With costs so high, HR needs to take steps to increase everyone's ability to identify and prevent risks as they occur.
Why cybersecurity training is important
Employees in any position within the organization are at risk for cyber crime, even if they do not have direct access to sensitive information. If someone with malicious intent obtains an employee's data, such as his or her email password, they may be able to leverage it into greater access to company data.
Everyone from the CEO down needs to understand the importance of cybersecurity awareness so that he or she can remain vigilant against it. Otherwise, individuals may not realize they are being taken advantage of until it is too late.
When employees learn about the various types of scams that are prevalent online, they will be more likely to report suspicious activity when it occurs.

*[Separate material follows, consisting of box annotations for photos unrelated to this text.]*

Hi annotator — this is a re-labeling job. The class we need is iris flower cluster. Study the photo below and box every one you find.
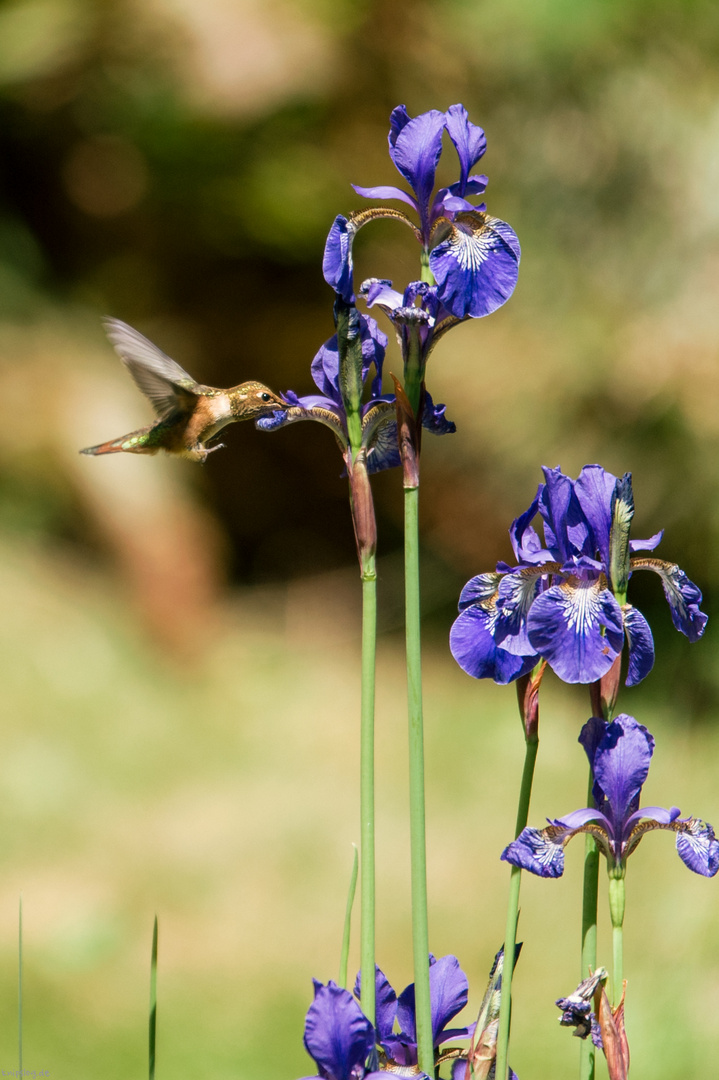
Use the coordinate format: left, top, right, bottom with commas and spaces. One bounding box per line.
324, 105, 520, 321
502, 714, 719, 878
304, 956, 474, 1080
450, 465, 706, 686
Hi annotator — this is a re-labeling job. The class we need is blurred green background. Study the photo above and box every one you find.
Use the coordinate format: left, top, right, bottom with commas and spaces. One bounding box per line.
0, 0, 719, 1080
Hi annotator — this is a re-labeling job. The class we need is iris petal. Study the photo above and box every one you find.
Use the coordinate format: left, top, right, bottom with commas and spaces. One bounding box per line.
527, 579, 624, 683
677, 818, 719, 877
322, 214, 355, 303
494, 568, 541, 656
501, 828, 566, 877
430, 214, 519, 319
593, 713, 654, 839
430, 955, 469, 1047
449, 605, 537, 686
390, 109, 445, 237
304, 980, 375, 1080
446, 105, 487, 194
632, 558, 707, 642
574, 465, 616, 566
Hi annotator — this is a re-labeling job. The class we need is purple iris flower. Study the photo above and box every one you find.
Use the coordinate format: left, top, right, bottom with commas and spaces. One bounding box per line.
324, 105, 520, 319
450, 465, 707, 686
354, 956, 474, 1067
256, 308, 455, 473
502, 714, 719, 878
295, 978, 383, 1080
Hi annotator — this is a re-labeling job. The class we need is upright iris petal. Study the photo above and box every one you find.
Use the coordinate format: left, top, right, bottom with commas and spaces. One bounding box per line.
304, 978, 380, 1080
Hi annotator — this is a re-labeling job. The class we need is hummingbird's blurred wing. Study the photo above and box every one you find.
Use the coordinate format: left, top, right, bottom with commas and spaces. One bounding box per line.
103, 319, 204, 420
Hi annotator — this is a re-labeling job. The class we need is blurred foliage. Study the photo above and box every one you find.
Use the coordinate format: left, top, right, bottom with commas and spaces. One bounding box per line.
0, 0, 719, 1080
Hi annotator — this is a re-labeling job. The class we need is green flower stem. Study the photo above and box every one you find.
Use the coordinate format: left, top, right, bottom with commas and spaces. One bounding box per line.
580, 767, 599, 1080
360, 554, 377, 1024
337, 843, 360, 989
609, 876, 625, 1007
405, 487, 435, 1077
494, 735, 539, 1080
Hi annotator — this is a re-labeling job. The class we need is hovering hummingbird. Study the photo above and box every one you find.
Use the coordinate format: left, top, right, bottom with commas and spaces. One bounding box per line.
80, 319, 287, 461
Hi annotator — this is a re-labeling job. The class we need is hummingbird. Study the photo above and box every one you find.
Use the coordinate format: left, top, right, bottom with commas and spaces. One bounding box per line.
80, 319, 287, 462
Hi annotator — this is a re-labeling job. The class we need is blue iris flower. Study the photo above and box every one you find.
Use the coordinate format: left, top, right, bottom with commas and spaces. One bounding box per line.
450, 465, 707, 686
255, 308, 455, 474
502, 714, 719, 878
324, 105, 520, 320
354, 956, 474, 1067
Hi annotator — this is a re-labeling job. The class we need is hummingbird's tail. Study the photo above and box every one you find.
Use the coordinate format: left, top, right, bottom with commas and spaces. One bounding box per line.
80, 428, 160, 457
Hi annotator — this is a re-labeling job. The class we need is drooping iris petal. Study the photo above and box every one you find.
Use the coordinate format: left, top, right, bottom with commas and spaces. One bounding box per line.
430, 213, 520, 319
677, 819, 719, 877
501, 827, 566, 877
304, 980, 375, 1080
527, 579, 624, 683
311, 315, 386, 404
322, 214, 355, 303
622, 604, 654, 686
632, 558, 707, 642
446, 105, 487, 194
430, 956, 469, 1047
494, 568, 541, 657
593, 713, 654, 839
449, 605, 538, 686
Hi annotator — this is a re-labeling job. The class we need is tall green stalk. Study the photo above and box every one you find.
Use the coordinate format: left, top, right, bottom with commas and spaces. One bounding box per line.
494, 733, 539, 1080
609, 872, 625, 1007
580, 767, 599, 1080
405, 487, 434, 1077
360, 554, 377, 1024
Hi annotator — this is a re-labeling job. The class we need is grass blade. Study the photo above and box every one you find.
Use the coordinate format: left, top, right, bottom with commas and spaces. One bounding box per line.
339, 843, 360, 989
150, 915, 158, 1080
17, 893, 23, 1077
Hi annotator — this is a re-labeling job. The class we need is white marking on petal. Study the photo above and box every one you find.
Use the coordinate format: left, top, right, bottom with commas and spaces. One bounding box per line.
449, 227, 494, 273
559, 579, 600, 637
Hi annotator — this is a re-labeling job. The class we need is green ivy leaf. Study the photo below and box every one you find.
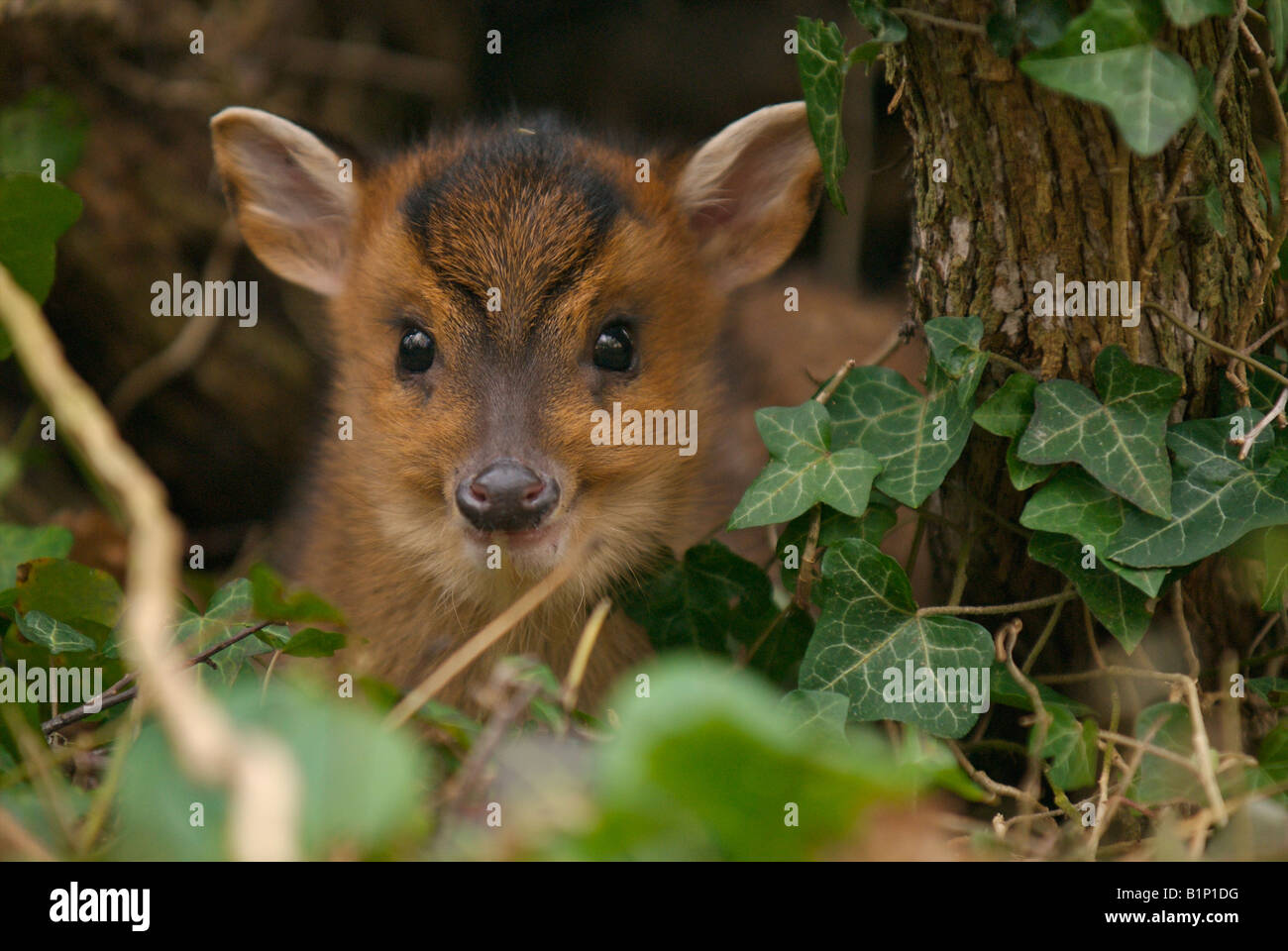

Likewise, they will have the skills and knowledge necessary to avoid these scams when they spot them. Considering the high cost of cyber attacks, all organizations should include cybersecurity as an essential part of all employee training programs.
How cyber crime impacts businesses
At best, a data breach represents an unexpected cost for an organization; at worst, it is a serious risk to the organization's continued existence. Small businesses are especially susceptible to the negative impact of data breaches. According to research from Champlain College, 50 percent of data breaches occur at small businesses with fewer than 1,000 employees. Furthermore, 60 percent of small businesses fail within six months of a cyber attack.
Larger companies can bear the extreme costs of a cyber attack, but that doesn't mean they escape unscathed. Companies that lose data also lose the trust of their clients and customers. In the long run, this impacts the organization's ability to attract new business or hold on to its current customer base.
"Data breaches cost companies millions of dollars per year, and open staffing firms like us up to litigation," says Navjit Dang, Senior Recruiting Manager for Beacon Hill's Technologies Division in Madison. "We deal with wealth of personal information related to hiring – proper handling and care in acquisition, distribution and destruction of this information is critical to prevent identity theft."
As organizations in every industry leverage connected technologies, they become more exposed to cyber crime threats. Organizations not only have to worry about incoming cyber attacks, but also data leaving the company with an unsuspecting employee. Workers who take work home or with them on the road also represent a significant threat. Therefore, HR must work with leadership to develop policies and programs to encourage safe data practices.
What HR can do to prevent costly breaches
According to the Society for Human Resource Management, HR can help prevent the damaging impact of cyber attacks by showing employees how to identify common scams. Anyone with a business email address is a potential target for scammers.
"If you have employees who have access to your system, you're going to need to make sure they're adequately trained to spot things like malicious emails. You need to run tests, [such as] a test phishing e-mail, and see how many people click on it. That'll give you information on the extent to which your employees are tuned in to [potential scams]," cybersecurity lawyer Michael Morgan told SHRM.
When employees and leaders are aware of the threats and equipped to deal with them, the company will see more opportunities to reduce risk and promote safe and ethical data practices.